Reviewing some OEIS binomial related sequences one notices the following form for certain p and q :

${\displaystyle {\begin{aligned}a(n)&=\left(-q^{2}\right)^{n}{\binom {\frac {p}{q}}{n}}=q^{2n}{\binom {n-1-{\frac {p}{q}}}{-1-{\frac {p}{q}}}}={\frac {q^{2n}}{n!}}\left(-{\frac {p}{q}}\right)_{n}={\frac {q^{n}}{n!}}\prod _{k=0}^{n-1}{qk-p}=q^{2n}C_{n}^{\{-{\frac {p}{2q}}\}}{(1)}=\left[x^{n}\right]\left(1-q^{2}x\right)^{\frac {p}{q}}\end{aligned}}}$

By assigning p=1 and q=-2 the sequence a(n) is the central binomial coefficient and one obtains the following identity:

${\displaystyle {\begin{aligned}{\binom {2n}{n}}=\left(-4\right)^{n}{\binom {-{\frac {1}{2}}}{n}}=4^{n}{\binom {n-{\frac {1}{2}}}{-{\frac {1}{2}}}}={\frac {4^{n}}{n!}}\left({\frac {1}{2}}\right)_{n}={\frac {(-2)^{n}}{n!}}\prod _{k=0}^{n-1}{-2k-1}=4^{n}C_{n}^{\{{\frac {1}{4}}\}}{(1)}=\left[x^{n}\right]{\frac {1}{\sqrt {1-4x}}}\end{aligned}}}$

The Binomial Coefficient and its square :

${\displaystyle {\binom {k}{i}}={\binom {k}{i}}^{2}+2\sum _{j=1}^{i}{(-1)^{j}{\binom {k}{i-j}}{\binom {k}{i+j}}}}$

• It is a little challenging writing the identity this way but the (-1)^j takes care of the sign.
  Due to its origin it is more meaningful using the variables (i,j,k).
  For the OEIS sequences it is common to replace k by n.

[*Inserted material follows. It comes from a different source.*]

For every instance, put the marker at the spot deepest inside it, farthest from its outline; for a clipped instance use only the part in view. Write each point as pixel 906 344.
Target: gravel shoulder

The Binomial Coefficient with offset and its square :

${\displaystyle {\begin{aligned}{\binom {n+k}{k}}&={\binom {n+k}{k}}^{2}+2\sum _{i=1}^{k}(-1)^{i}{{\binom {n+k}{k+i}}{\binom {n+k}{k-i}}}\;\;&\forall \;\;{\;k\in \mathbb {N} }\\&={\binom {n+k}{k}}^{2}-2{\binom {n+k}{k+1}}{\binom {n+k}{k-1}}\,_{3}F_{2}(1,1-k,1-n;2+k,2+n;-1)\;\;&\forall \;\;{\;k\in \mathbb {Q} }\end{aligned}}}$